RIZINのニュースター、那須川天心(19)が、新人でボクシングアマ5冠の藤田大和(25)に、壮絶な打ち合いの末、判定勝ちした。1回には左ストレートで“ダウン”を奪うなど、終始攻め続け3-0判定で完勝した。

 ボクシングなら完全なダウンだった。1回、那須川の左ストレートが藤田のアゴをとらえた。キックボクシングの試合と勘違いし、左手を上げて喜びかけたが、あわててパンチで追い打ち。2回、3回と藤田にテークダウンで倒されグラウンドの戦いとなったが、最後まで冷静に対処。試合をコントロールした。
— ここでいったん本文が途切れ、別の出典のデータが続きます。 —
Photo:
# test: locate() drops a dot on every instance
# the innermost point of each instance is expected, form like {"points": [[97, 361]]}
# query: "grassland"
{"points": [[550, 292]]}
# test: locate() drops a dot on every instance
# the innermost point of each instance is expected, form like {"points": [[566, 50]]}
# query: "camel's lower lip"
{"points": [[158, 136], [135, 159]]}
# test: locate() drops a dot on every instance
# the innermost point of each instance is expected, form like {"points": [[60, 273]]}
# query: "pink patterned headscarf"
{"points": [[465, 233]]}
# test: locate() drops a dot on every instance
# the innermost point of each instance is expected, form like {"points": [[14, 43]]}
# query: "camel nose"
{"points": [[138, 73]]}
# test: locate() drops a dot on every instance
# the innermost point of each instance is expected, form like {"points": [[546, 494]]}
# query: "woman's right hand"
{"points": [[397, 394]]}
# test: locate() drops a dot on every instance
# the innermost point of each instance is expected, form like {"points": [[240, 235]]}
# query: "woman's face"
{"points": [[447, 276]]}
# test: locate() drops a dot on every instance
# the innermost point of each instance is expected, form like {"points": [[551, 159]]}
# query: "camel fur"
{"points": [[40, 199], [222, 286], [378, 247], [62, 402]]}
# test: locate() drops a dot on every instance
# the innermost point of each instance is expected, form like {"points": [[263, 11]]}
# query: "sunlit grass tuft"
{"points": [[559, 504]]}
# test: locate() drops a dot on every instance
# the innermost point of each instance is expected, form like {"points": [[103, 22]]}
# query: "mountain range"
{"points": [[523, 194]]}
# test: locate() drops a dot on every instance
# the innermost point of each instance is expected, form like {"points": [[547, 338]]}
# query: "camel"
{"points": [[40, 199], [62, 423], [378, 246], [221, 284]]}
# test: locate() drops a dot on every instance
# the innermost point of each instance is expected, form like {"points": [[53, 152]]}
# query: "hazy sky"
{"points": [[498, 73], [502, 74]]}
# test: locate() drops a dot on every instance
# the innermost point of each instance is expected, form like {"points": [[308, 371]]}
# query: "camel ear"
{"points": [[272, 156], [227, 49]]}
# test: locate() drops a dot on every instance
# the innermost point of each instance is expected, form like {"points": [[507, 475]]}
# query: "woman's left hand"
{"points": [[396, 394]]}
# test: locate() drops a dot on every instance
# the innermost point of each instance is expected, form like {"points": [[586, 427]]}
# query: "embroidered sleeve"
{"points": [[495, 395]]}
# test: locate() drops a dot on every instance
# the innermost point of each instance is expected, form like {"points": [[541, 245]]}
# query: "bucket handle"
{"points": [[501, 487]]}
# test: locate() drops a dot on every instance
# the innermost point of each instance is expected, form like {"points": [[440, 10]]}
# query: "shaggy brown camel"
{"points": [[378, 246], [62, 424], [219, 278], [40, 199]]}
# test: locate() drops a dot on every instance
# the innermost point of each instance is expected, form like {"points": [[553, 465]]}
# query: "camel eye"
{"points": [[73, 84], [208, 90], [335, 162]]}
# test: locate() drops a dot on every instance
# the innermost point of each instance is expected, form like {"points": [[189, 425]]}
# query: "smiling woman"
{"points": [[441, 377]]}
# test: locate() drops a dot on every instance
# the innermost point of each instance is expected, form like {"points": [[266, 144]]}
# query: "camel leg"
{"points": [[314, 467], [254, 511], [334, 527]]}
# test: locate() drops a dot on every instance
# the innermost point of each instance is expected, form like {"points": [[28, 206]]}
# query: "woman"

 「総合で初めて5分3回を戦って勉強になった。ボクシングで実績ある選手にパンチで上に立てて自信になりました」と振り返った。高校、大学でアマタイトル5冠の藤田と打ち合い、相手に戦略を変えさせた。RIZINデビュー以来初の判定も、19歳の那須川は、また1つ進化をとげた。

 昨年12月29日にRIZINで総合格闘技デビューを果たし、これで5戦5勝。KOか一本勝ちでの連勝は4で止まったが、注目度は今やRIZINでNO・1。今回はフジテレビ系で初の地上波生放送となり、大手ゲームメーカーから個人スポンサーも受ける。本年度で高校を卒業し、学校からはスポーツ推薦でどこでも入れると言われたが断った。「スポーツで認められるのは魅力だけど、とにかく通う時間がない」という。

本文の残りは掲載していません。